3 August 2015
A short call was enough to bring all the Taranauts out on deck. We were preparing for landing when Sylvie Duboué, President of Friends of Tara, gave the signal: “Polar bear in sight!” Everybody rushed outside with binoculars to see the famous animal. A week ago we were hoping to see a bear on a patch of ice. But here they are roaming peacefully in the very area we want to explore on foot. After some questioning glances thrown at the boat, the animal finally took off, or at least disappeared from our field of vision, leaving some doubt about his presence. This bear was unfortunately too far away to be captured by our cameras – a pinhead lost in the middle of the tundra. None of our photos proved conclusive.
After some consideration, the zodiac was finally launched and landed on the pebble beach at Ymers Island. Equipped with a rifle and flares to ensure the crew’s safety, we had to be vigilant and decided not to explore a canyon with glowing colors. The captain’s instructions were clear: stay together, scan the horizon with binoculars, and carefully choose your route to avoid finding yourself nose to nose with a bear hidden in a valley.
As for GREA researchers Olivier Gilg and Brigitte Sabard, they took a much steeper path to reach the foot of a cliff, in search of a nest of gyrfalcons. They have been exploring this territory for nearly 25 years, accompanied by their son Vladimir. Sometimes they bring along a tent and camp out for several days. Brigitte recalls: “When Vladimir was 13 months old, I carried him on my back. At age 4 he was already climbing the cliff alone.
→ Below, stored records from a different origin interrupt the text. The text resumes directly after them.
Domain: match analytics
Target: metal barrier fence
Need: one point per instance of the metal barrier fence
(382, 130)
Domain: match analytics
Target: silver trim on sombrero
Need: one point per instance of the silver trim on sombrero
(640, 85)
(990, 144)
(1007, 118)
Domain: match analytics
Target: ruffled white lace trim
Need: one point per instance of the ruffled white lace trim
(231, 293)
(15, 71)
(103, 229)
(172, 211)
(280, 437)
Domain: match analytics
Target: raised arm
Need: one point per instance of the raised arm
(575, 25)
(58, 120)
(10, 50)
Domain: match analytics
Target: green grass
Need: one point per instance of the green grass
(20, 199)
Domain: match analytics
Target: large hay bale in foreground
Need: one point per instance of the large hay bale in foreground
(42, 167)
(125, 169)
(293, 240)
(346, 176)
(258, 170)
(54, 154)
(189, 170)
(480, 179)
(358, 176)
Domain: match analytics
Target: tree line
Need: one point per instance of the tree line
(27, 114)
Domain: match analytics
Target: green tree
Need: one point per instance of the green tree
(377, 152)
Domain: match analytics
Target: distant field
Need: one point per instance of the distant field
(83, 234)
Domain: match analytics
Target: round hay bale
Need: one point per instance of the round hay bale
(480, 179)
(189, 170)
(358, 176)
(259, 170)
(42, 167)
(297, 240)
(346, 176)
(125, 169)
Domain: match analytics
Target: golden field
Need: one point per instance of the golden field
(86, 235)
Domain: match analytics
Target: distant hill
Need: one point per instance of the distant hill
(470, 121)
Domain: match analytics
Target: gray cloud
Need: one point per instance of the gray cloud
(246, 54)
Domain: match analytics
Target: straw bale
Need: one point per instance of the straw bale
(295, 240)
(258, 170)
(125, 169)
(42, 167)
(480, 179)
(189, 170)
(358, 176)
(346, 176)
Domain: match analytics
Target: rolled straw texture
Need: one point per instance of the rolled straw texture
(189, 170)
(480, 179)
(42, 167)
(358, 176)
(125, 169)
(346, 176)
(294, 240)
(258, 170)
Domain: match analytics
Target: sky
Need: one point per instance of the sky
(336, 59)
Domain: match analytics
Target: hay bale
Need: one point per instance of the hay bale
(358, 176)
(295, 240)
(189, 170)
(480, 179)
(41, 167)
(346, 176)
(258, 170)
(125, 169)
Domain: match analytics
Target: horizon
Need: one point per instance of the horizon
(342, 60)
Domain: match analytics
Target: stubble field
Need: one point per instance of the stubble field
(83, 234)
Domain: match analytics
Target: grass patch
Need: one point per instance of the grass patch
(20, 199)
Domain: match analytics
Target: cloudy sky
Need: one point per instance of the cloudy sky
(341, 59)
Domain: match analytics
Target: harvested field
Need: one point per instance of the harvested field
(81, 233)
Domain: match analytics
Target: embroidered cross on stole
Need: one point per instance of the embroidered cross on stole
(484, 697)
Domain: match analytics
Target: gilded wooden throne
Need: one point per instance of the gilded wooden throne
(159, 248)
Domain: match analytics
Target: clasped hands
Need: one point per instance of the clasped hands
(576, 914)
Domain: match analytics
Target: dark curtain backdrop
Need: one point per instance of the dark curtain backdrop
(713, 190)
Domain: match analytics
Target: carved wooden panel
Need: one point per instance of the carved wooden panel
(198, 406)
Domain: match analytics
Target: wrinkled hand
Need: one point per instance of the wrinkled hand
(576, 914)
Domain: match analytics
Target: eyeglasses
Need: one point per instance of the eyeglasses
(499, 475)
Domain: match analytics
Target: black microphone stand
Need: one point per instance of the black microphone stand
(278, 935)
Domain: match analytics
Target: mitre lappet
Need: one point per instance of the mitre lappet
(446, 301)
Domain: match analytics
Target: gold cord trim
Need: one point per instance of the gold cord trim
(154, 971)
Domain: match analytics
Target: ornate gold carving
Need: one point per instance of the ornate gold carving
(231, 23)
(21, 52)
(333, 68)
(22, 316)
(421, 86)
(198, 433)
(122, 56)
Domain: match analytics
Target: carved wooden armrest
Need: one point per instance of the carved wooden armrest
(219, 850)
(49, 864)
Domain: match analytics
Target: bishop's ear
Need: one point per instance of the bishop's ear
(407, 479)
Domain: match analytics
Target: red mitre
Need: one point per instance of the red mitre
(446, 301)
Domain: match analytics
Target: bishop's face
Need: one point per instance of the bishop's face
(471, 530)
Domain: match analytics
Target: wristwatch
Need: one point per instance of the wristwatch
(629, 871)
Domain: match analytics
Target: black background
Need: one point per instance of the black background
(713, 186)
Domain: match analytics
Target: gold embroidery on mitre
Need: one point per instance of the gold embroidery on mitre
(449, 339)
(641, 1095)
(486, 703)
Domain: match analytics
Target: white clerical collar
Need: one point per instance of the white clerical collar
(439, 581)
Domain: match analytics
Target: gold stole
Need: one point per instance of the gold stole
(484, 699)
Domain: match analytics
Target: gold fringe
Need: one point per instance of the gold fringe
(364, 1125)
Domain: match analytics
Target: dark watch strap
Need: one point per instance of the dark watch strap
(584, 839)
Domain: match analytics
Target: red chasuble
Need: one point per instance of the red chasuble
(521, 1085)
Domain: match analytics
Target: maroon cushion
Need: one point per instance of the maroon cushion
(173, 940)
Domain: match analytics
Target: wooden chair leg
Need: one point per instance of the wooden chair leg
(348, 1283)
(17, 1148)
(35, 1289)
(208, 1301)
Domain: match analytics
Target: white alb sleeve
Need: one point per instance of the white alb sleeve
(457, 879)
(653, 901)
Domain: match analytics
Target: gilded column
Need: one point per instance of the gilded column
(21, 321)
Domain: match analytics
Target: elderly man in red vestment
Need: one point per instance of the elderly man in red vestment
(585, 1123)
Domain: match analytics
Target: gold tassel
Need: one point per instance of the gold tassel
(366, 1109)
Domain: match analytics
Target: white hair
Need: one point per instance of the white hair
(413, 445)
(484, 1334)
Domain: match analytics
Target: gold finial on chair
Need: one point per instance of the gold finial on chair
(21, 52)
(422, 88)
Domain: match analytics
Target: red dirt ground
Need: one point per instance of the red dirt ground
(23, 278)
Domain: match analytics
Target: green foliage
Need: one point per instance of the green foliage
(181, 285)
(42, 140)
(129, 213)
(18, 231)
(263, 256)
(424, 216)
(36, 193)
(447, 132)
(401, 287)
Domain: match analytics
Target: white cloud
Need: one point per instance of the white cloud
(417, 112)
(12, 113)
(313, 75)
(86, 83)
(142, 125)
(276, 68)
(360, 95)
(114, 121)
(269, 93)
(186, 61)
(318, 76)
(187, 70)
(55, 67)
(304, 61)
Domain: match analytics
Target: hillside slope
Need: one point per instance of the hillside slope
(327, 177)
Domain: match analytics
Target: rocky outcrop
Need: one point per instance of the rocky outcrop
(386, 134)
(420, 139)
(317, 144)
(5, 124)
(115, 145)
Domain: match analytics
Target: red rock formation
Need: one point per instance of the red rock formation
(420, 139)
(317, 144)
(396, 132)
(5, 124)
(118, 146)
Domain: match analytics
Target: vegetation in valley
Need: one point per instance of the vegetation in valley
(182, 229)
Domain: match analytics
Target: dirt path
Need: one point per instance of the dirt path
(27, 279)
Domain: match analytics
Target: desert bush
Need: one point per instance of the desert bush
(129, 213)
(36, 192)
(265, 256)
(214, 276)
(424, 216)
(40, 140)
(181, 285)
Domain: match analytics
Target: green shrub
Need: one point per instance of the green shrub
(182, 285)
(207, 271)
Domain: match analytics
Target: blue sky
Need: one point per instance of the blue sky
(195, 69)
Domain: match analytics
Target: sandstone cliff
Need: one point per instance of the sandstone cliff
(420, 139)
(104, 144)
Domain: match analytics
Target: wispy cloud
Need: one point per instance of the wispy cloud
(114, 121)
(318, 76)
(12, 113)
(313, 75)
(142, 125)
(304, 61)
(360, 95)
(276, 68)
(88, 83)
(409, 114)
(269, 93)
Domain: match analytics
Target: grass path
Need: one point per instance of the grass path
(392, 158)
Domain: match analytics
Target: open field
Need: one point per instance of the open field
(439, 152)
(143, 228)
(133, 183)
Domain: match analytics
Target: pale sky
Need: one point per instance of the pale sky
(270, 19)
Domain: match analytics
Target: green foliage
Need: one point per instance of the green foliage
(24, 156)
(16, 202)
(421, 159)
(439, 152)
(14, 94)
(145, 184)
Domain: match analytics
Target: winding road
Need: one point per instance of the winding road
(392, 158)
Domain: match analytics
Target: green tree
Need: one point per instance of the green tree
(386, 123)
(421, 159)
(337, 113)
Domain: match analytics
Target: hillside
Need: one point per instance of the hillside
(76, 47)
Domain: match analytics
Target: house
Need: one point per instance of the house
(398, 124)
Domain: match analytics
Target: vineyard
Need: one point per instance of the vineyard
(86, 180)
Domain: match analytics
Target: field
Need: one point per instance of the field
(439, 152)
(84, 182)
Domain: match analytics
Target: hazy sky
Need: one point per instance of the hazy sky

Now 12 years old, this is his 13th Arctic mission.” The youngest of the Taranauts shows great maturity and a surprising analytical sense. “These animals are really beautiful to see, majestic, and they inspire respect. We observed 3 young falcons, then the adults came to feed them.”
Eleven years after their first expedition with Tara, the GREA researchers continue their observations, returning to strategic locations day after day to take photos, count birds, and collect samples that will constitute an inventory of species. The schooner just headed out to sea again. It will take 17 hours of navigation to reach Myggbukta Bay further north. Brigitte and Olivier point out places on the map: “We’ll be passing many more beautiful landscapes, so stay alert.”